The indefatigable and seemingly ubiquitous Dortch, one of the pillars of modern Atlanta business and an eternal symbol of Black prosperity, has graduated this life as an Atlanta business icon at age 72. He leaves behind a seminal legacy that spans the spectrum of business, politics, civic life, education, activism that will be felt for generations to come.
Dortch’s astounding list of accomplishments and multiplicity of ventures is only surpassed by the humanity he exercised in employing his gifts to edify and empower others to higher plateaus.

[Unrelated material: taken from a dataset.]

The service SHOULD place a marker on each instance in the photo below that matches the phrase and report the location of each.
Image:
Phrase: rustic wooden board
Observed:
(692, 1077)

Dortch, who was born in Toccoa, Georgia, about 95 miles northeast of Atlanta, embodied leadership, exemplary interpersonal communication skills and business savvy early on, according to historymakers.com. After procuring his bachelor’s and master’s degrees from Fort Valley State University and Clark Atlanta University, respectively, Dortch quickly got into government where he became an associate director of the Georgia Democratic Party. He eventually became the first African American state director for legendary Sen. Sam Nunn, then an unprecedented accomplishment in the U.S.
In 1986, Dortch joined the 100 Black Men of America, Inc. and quickly rose to become its president and was later elected as the chairman of the 100 Black Men of America’s National Board of Directors. In this capacity, Dortch spearheaded the organization to wield international influence for the cause of Black youth empowerment.

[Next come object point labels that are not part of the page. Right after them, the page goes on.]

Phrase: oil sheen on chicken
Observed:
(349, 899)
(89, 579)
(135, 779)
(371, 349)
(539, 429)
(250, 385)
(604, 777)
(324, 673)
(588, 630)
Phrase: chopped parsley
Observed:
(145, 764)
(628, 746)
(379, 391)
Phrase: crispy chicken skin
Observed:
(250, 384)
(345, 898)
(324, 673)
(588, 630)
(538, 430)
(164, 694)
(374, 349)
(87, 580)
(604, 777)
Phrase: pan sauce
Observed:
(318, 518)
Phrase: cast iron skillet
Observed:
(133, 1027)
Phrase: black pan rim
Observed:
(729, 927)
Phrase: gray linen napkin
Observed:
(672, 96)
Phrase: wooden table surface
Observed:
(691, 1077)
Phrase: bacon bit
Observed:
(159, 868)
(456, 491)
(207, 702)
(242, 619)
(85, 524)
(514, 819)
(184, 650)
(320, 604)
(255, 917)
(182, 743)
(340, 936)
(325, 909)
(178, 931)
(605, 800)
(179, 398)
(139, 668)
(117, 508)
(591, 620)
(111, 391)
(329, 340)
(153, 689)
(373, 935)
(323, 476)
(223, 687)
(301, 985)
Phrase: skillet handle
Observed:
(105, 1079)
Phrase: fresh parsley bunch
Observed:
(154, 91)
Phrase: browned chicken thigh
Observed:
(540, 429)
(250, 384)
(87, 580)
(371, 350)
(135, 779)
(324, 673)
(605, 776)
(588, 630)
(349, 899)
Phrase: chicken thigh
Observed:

That same year, Dortch launched the National Black College Alumni Hall of Fame Foundation, Inc., which has since disseminated over one million dollars in scholarships to students attending HBCUs.
In 1994, Dortch founded his own multifaceted consulting firm TWD, Inc. and Atlanta Transportation Systems, Inc., and became chairman and CEO of Cornerstone Parking, and managing partner of FAD Consulting, LLC. He also co-founded the Georgia Association of Minority Entrepreneurs (GAME) as a powerful mechanism to advocate for minority business development. As a result of his experience, expertise and almost preternatural ability to connect and create bonds with a plethora of people, Dortch became one of the nation’s most prolific public speakers. His book, The Miracles of Mentoring: How to Encourage and Lead Future Generations is another vehicle Dortch used to enlighten on the plethora of benefits of empowering others.
His august career and altruism garnered praise and awards from across the country. Dortch was awarded the Presidential Citation for volunteerism, the Martin Luther King, Jr. Distinguished Service Award, Atlanta Business League’s Business Hall of Fame, the Concerned Black Clergy’s Salute to Black Fathers Leadership Award, and most recently, legislation was introduced for his receipt of the Congressional Gold Medal for his monumental contributions to the country.
Moreover, both of Dortch’s alma maters have created tangible testimonials to immortalize him: Clark Atlanta University has founded the TWD Institute, while Fort Valley State University has named a building in Dortch’s honor.
Dortch is survived by his wife, Carole, his five children – Bridgette, Mark, Thomas (Jeniece) III, Angel, and Mulu (Zelealem) – 14 grandchildren; and sisters, Juanita Dortch Nickens and Marie Dortch Lucas.